Startups Revenue forecasting — Knowing when things have really changed

By Omri Goldberg, Data Scientist — Liquidity Capital

One of the key challanges in forecasting is in detecting when a real and significant shift has occurred within the business’s core KPIs. Separating the signals from noise becomes significantly harder when what one is looking for is most likely to be represented by a somewhat noisey process. Let’s take forecasting a startup’s future revenue, a key area of focus at Liquidity, it is crucial to understand if truly a shift has occurred or whether we are witnessing fluctuations around an existing trend. Knowing if the rate of revenue growth has truly accelerated or decelerated, if a new product strategy is working well, or if the market conditions are closing on an incumbent startup are critical factors for Liqudity’s risk assessment.

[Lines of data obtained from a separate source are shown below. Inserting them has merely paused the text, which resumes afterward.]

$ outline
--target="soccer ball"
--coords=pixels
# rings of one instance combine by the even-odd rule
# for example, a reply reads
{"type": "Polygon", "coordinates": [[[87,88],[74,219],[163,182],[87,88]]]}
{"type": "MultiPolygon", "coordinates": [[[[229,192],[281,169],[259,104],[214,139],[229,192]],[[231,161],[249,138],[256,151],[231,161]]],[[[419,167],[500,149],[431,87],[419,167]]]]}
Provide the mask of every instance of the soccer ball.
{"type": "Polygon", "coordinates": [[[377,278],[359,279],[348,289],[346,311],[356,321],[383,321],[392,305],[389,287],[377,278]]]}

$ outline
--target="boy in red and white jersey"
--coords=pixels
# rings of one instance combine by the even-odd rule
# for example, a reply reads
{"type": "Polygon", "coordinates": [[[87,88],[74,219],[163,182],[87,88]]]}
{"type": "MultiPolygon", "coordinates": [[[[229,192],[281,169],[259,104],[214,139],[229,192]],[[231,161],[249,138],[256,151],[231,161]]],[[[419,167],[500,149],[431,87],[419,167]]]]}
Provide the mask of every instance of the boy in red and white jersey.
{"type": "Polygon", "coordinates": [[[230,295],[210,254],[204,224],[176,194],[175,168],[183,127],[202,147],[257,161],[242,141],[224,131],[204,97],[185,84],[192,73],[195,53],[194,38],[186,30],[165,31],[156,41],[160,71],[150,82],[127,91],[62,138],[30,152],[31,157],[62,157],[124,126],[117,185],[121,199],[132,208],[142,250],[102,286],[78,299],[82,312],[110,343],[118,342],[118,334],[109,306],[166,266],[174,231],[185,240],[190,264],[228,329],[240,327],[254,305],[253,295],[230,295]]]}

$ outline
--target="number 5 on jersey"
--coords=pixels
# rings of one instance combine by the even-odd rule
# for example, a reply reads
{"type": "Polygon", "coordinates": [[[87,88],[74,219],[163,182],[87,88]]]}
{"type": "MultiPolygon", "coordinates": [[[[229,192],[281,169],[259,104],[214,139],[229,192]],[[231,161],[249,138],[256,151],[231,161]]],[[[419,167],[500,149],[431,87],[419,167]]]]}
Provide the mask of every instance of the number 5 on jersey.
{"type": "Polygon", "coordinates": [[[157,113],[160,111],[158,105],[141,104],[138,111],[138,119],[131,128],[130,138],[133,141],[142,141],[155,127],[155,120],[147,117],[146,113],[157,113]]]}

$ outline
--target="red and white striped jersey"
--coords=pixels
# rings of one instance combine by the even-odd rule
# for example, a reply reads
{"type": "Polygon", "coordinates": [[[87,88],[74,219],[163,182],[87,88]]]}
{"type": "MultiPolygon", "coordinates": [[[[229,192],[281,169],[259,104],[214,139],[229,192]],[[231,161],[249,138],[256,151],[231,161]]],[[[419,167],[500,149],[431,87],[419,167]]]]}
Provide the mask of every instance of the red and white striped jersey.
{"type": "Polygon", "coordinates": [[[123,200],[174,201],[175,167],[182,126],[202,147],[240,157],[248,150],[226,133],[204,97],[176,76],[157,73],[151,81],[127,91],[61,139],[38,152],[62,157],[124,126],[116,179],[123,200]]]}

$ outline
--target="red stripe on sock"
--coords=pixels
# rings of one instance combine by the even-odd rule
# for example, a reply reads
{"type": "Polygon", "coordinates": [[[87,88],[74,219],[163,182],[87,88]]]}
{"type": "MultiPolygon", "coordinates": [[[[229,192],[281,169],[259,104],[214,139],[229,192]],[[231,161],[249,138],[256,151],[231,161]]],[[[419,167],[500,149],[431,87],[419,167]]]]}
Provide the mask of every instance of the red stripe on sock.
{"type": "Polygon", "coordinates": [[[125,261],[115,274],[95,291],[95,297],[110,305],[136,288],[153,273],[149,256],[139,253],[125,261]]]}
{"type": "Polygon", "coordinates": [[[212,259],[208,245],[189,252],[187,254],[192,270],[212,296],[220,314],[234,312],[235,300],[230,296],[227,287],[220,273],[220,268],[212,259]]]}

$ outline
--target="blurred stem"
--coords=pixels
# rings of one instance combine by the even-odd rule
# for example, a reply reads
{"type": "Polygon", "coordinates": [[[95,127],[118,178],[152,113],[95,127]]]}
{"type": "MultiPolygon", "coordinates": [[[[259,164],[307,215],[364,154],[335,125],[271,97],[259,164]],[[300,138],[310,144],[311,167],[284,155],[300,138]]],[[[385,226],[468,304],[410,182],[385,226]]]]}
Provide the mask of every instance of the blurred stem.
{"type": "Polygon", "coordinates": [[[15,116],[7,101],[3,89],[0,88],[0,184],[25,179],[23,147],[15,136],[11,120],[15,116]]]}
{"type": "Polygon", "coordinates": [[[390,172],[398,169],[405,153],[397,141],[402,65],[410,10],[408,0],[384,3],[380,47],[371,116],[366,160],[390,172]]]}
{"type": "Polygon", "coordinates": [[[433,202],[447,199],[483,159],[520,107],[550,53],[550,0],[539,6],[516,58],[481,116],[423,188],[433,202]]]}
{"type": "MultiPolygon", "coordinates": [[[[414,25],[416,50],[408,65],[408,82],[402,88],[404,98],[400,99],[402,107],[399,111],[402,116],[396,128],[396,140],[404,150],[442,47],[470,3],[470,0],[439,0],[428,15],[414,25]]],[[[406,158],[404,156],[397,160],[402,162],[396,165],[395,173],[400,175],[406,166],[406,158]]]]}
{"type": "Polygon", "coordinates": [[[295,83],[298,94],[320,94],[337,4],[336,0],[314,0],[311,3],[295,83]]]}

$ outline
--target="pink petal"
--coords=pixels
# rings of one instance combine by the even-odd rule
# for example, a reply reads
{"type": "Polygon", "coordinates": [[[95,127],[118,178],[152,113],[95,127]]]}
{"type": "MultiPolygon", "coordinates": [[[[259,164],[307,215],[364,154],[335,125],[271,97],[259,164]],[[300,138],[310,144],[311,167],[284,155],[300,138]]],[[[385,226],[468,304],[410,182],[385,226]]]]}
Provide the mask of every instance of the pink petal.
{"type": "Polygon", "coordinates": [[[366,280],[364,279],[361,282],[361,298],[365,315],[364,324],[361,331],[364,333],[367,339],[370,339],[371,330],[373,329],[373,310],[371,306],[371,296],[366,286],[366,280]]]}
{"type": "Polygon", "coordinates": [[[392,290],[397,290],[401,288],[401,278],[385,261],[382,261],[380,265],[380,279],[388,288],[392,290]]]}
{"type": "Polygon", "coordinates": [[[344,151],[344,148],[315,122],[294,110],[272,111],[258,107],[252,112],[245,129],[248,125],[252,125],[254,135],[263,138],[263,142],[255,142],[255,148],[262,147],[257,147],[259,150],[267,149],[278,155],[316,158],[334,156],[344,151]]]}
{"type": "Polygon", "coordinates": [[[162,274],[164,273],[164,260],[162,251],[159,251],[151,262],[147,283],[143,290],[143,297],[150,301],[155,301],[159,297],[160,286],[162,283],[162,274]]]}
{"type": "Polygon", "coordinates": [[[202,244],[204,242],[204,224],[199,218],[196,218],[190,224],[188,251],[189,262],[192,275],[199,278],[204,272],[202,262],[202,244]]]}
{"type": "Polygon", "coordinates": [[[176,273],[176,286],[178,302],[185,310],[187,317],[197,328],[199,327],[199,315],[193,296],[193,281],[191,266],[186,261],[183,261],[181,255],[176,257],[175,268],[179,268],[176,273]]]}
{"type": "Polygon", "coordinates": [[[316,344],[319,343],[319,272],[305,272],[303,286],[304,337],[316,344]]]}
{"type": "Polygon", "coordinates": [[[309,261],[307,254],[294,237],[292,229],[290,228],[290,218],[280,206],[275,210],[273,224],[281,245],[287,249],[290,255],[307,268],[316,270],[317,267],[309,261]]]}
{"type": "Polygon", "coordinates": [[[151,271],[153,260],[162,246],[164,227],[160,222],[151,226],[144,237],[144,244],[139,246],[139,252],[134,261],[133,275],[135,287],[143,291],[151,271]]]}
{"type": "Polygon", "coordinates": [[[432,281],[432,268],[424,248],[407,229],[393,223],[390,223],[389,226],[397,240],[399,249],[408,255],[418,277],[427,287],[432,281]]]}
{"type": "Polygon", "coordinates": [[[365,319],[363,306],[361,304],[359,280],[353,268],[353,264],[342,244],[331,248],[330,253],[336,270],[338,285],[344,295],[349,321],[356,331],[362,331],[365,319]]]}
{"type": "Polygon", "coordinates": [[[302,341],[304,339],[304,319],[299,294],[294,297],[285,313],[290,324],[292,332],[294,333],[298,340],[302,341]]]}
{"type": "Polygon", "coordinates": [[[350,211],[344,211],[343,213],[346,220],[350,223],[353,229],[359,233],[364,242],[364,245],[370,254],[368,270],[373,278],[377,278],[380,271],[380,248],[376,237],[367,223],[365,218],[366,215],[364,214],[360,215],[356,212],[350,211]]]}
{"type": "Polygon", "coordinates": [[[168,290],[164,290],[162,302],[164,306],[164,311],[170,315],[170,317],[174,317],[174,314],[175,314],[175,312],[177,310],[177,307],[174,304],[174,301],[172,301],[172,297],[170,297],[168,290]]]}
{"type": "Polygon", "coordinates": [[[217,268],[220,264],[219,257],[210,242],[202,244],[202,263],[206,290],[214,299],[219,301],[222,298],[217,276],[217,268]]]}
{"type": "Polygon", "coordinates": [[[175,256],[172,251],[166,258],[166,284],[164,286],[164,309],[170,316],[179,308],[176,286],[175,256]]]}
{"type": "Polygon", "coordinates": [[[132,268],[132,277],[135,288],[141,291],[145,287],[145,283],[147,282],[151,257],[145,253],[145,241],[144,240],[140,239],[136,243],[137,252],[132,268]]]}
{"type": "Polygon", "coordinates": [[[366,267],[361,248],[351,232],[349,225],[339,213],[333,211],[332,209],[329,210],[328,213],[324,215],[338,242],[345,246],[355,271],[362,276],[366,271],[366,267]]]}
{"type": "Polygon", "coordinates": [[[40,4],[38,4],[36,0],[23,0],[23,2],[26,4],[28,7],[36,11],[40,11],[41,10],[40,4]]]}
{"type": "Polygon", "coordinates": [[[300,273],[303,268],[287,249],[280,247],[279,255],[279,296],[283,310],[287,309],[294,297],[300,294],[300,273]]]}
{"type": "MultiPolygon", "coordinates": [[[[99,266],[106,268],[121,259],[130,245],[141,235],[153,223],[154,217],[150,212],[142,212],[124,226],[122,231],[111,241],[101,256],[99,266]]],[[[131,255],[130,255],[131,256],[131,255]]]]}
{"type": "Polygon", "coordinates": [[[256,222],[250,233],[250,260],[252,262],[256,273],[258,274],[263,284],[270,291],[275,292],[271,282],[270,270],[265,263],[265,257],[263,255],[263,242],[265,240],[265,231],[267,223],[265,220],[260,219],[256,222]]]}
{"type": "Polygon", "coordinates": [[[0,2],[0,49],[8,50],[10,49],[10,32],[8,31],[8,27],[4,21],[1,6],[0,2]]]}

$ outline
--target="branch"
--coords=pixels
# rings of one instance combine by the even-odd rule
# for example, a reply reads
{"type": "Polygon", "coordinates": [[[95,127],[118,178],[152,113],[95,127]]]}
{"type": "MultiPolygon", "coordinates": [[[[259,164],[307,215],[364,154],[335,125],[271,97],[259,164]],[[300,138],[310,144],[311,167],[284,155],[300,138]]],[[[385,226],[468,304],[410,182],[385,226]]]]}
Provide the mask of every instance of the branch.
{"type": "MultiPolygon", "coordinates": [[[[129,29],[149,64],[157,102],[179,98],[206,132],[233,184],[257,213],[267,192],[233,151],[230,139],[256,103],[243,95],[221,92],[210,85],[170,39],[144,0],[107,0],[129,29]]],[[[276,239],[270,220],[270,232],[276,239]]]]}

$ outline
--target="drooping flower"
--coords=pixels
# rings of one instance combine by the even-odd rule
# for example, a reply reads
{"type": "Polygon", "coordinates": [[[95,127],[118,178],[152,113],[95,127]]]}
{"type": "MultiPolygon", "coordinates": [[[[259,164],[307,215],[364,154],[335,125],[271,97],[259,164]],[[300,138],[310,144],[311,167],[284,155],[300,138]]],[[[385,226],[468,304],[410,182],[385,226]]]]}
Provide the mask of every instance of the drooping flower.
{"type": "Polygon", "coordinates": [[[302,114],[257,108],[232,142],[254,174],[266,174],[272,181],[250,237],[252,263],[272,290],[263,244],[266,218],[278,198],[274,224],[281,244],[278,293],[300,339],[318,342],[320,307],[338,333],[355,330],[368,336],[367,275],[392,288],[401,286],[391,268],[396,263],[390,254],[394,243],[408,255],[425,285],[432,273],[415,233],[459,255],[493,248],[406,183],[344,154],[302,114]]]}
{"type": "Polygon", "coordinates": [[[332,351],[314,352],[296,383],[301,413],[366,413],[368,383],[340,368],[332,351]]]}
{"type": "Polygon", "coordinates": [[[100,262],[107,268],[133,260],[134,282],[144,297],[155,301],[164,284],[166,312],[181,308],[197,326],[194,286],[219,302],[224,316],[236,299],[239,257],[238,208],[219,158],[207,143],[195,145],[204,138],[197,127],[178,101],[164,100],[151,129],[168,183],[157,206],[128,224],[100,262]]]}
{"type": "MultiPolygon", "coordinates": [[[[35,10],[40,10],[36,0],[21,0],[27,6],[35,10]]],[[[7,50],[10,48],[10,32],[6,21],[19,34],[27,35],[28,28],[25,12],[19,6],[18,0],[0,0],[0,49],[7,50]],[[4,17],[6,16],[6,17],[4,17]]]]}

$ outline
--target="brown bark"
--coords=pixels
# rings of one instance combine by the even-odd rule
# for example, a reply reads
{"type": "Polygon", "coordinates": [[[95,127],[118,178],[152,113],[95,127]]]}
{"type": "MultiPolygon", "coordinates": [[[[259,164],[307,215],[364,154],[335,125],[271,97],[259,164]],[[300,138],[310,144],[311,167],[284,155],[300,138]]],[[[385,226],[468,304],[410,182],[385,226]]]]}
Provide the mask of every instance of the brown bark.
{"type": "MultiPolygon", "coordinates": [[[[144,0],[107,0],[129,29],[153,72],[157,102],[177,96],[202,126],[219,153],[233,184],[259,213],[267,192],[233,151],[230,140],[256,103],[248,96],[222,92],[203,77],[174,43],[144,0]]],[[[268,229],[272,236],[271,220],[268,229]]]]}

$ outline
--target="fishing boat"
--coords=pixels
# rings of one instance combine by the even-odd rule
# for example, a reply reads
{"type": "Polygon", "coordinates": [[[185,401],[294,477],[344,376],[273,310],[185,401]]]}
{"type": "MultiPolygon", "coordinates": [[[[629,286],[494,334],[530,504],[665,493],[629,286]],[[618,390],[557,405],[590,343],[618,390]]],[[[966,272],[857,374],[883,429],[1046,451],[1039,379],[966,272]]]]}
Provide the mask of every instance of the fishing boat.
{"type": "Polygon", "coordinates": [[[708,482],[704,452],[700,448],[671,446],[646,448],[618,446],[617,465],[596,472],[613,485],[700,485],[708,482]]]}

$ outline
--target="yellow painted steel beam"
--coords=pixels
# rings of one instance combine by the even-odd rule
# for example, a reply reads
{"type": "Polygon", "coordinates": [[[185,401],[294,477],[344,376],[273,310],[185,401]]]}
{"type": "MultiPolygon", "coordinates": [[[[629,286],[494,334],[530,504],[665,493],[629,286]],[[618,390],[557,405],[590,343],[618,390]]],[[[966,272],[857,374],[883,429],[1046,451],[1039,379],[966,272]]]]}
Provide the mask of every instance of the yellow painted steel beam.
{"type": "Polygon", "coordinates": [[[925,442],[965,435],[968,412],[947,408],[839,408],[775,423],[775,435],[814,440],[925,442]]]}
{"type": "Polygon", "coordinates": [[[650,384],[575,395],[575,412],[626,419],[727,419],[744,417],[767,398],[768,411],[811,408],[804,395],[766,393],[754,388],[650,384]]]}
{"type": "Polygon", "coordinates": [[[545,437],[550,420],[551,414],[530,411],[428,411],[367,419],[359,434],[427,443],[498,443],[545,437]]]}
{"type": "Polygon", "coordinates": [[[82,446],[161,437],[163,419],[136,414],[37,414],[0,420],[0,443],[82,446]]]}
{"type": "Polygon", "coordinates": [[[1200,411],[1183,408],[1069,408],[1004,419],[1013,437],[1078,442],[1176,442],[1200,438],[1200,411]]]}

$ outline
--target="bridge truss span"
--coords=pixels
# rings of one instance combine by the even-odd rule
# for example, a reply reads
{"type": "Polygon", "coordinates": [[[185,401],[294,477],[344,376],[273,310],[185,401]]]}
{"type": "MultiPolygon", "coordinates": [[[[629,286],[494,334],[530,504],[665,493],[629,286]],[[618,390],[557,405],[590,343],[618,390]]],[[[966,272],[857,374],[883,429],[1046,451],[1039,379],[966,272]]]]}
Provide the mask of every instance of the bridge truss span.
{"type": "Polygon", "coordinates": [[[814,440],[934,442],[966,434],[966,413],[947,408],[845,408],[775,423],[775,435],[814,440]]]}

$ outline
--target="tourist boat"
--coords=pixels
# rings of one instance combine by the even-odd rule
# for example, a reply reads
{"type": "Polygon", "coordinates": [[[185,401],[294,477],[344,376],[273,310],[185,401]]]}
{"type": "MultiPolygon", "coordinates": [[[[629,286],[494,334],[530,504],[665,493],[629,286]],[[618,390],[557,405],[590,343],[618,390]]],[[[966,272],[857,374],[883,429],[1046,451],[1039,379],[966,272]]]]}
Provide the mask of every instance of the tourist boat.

Commonly, manual processes performed by investment analysts entails the usual sniffing and combing through of various spreadsheets and slides, sometimes trying to gently force the data and trends to adopt a narrative. This where we might “see” a change in a metric that didn’t not really occur, or an omitted one if it is not communicated or accounted for. “Did things really start changing in April? Is the new pricing model kicking already?” Those are the questions and dilemmas we usually encounter.

The standard statistical tools out there do not outperform the judgment of an analyst by any means. They tend to smooth things out, creating a delayed response to change. These methods usually revolve around moving averages, sliding windows, and truncating past periods putting higher weights on recent periods.

There are more sophisticated approaches, based on linear regressions such as piecewise linear. These methods tend to be substantially more “alarmist” and overflow the user with false signals. Using these methodologies will mostly likely result in never ending discussions or pile on significant offline work.

In order to address this challenge, we developed a model in which we scan the actual data and find possible break points — significant pattern change. After finding the possible break point, the model tests those points and estimates the best scenario for the break point. This breakpoint is then undergoes a few stress tests to determine whether it is an actual breakpoint, based on statistical significance.

This iterative approach for identifying breakpoints is used as a feature in a comprehensive ML based model for assessing the risk associated with providing financial facilities. When our risk assessment model detects a significant change or anomaly, it determines that there is increased associated risk level with the startup.